So Apparently, the Windows Operating system 3.1, you know from 1992? well it's alive. and apparently some french airport has just been taken down because of it. the computer called DECOR which is used to control the flights and times of the airport just crapped itself.
DECOR's breakdown on Saturday prevented air traffic controllers from providing pilots with Runway Visual Range, or RVR, information. The value that determines the distance a pilot can see down the runway. As fog descended onto the runway and engineers battled to find the origin of the glitch, flights were grounded as a precaution. another funny revelation is some of the computers at the airport are running UNIX and Windows XP as well. someone help these poor souls and help them come out of a rock. and are even to add even more fuel to the fire, the people that fix this require FORTRAN which is an ANCIENT and dead programming language to fix this issues.. lawd have mercy on the french..
I feel for the people dealing with this, but somebody should really be asking the programmers why they haven't in the last 23 years rebuilt the program that controls all this so it can be deployed on a modern system. The most obvious answer is, "If it works don't fix it." But we can see here that it in fact no longer works.
To be totally fair, it did take 23 years to crash. That's got to be a record. :P
I understand the if it works don't fix it mindset but that doesn't guarantee it will keep working.
Reminds me of at my job we have tons of problems because alot of the sites teachers use rely on java and flash. Now that browser are giving them the boot(and for good reason) problems are starting to crop up. The vendors aren't really bothering to switch to html5 and posting workarounds that i just don't have the time to deal with.
If an enterprise implements a solution that requires certain software and development tools, the solution has to be kept up to date or adequate personnel trained in the maintenance and development of the solution. Even if the solution works properly, the day will come where things do break, and if there isn't proper documentation and ease of access, there will be no way to apply a fix quickly. Using old and unsupported systems represent a single point of failure in your organizations information security policy, since the older the software, the less human resources can be easily leveraged towards development, and the less cost effective it will be in practice. It's almost always more cost effective to migrate to a new platform that has more support and stability, then to wait until the old system breaks and try to patch it back together. This is why if you want stability, you would run Linux, which you can continuously update and patch. Microsoft does offer solutions, for example you can run your own update server and have all your windows machines backed up as images, so you can have complete patch control, but you don't have the same kind of granular control you have on Linux. With Windows, you are in an agreement with Microsoft that they will provide security patches and support at a certain level, and they have fully embraced this with Windows 10 (which will be the last "Release" as they move toward a rolling subscription model with tiered support).
It reminds me of the processors used to control traffic lights are unchanged from the 70s and ridiculously expensive for what they are. I don't have the article in front of me but the reasoning was that they were extraordinarily dependable and tried and tested.
Sometimes the system that's grown up around a technology is so bulky and so hard to replace, it's less expensive to keep using the really old, really expensive, equipment at the core, then to change the entire infrastructure. These implementations are often so old that they are considered "So Obscure they're Secure" which really isn't always true.

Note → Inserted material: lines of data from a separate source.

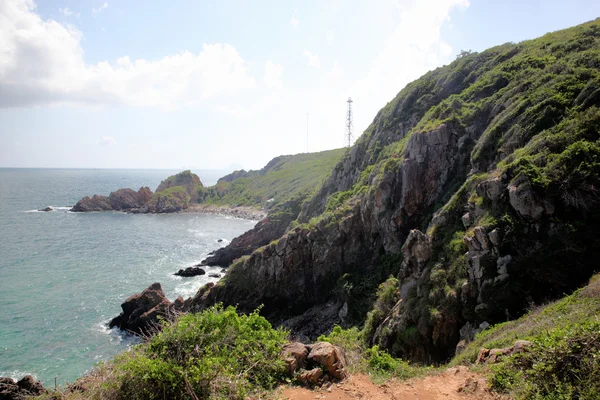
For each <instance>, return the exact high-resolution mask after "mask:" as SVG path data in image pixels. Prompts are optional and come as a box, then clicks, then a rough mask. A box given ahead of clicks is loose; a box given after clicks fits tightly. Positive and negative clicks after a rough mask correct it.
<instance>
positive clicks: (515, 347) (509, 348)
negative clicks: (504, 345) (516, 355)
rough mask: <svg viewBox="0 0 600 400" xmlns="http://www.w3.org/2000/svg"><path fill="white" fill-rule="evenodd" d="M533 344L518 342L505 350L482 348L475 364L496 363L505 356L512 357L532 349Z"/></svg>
mask: <svg viewBox="0 0 600 400" xmlns="http://www.w3.org/2000/svg"><path fill="white" fill-rule="evenodd" d="M532 344H533V343H531V342H530V341H528V340H517V341H516V342H515V344H514V345H512V346H510V347H505V348H503V349H491V350H490V349H486V348H482V349H481V350H479V354H478V355H477V361H475V364H483V363H492V364H493V363H496V362H498V361H499V360H500V358H502V357H505V356H511V355H513V354H516V353H521V352H523V351H525V350H526V349H527V348H528V347H531V345H532Z"/></svg>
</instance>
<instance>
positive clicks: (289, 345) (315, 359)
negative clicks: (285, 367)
mask: <svg viewBox="0 0 600 400" xmlns="http://www.w3.org/2000/svg"><path fill="white" fill-rule="evenodd" d="M281 358H282V359H283V361H284V362H285V364H286V372H287V374H288V375H289V376H291V377H296V379H297V380H298V382H300V383H301V384H303V385H307V386H314V385H319V384H322V383H323V382H328V381H331V380H337V381H340V380H342V379H344V378H346V377H347V376H348V373H347V372H346V366H347V364H348V362H347V360H346V354H345V353H344V350H343V349H342V348H340V347H338V346H335V345H333V344H331V343H328V342H317V343H314V344H309V345H305V344H303V343H299V342H292V343H288V344H286V345H285V346H284V347H283V350H282V352H281Z"/></svg>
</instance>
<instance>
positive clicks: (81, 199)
mask: <svg viewBox="0 0 600 400" xmlns="http://www.w3.org/2000/svg"><path fill="white" fill-rule="evenodd" d="M112 209H113V208H112V206H111V205H110V202H109V201H108V197H106V196H98V195H97V194H95V195H94V196H92V197H89V196H85V197H84V198H83V199H81V200H79V201H78V202H77V203H76V204H75V205H74V206H73V208H71V211H74V212H89V211H110V210H112Z"/></svg>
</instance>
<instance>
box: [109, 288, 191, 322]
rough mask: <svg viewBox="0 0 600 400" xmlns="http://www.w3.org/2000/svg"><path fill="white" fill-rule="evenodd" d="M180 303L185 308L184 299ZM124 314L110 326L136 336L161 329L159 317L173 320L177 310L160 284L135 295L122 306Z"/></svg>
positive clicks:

For example, the connections between the windows and Unix based machines that the French Airport are using may be using IPX, an older networking protocol that is widely ignored. But if somebody went to the trouble to accurately fingerprint those networks, IPX has many publicly available vulnerabilities. So using an old, obscure, technology, gives you a small barrier to attackers, but a much wider host of potential vulnerabilities because of the age of the platform. This is not the case with technologies that are constantly updated. For example, Adobe Flash was not properly updated and maintained, and has been replaced with HTML5, because the platform has been steadily updated and upgraded.
Usually when you hear "It's just so reliable and solid, even though it's old..." it's usually because it's too expensive to replace the infrastructure that relies on that hardware and create an updated platform.
I don't think it didn't crash for 23 years, just that they had this one guy who was patching the living hell out of the program, and when this happens he just went and said I TOLD YOU THAT I NEED A BIGGER BUDGET, NOW WERE ALL FUCKED
I work in industrial automation. This sort of stuff is super common. The network infrastructure normally gets updated (firewalls, switches, etc, the core system normally can't be taken offline for any amount of time.) Air traffic control just is just one of those things that can't go offline. The other issue is the company that made the software may have gone under or bought out so there are no resources to help you migrate.
I have seen in refineries power generation, and chemical/petroleum pipeline some of the same issues with their systems. But refineries normally have turnovers every few years so they do have a limited window to change/upgrade their software and hardware.
Airports don't ever close down for a few months so it would be hard to do that. Even if you built a new system in parallel with the old there will have to be a poibt were the old system will go offline and you better hope to god the new one works or people can die.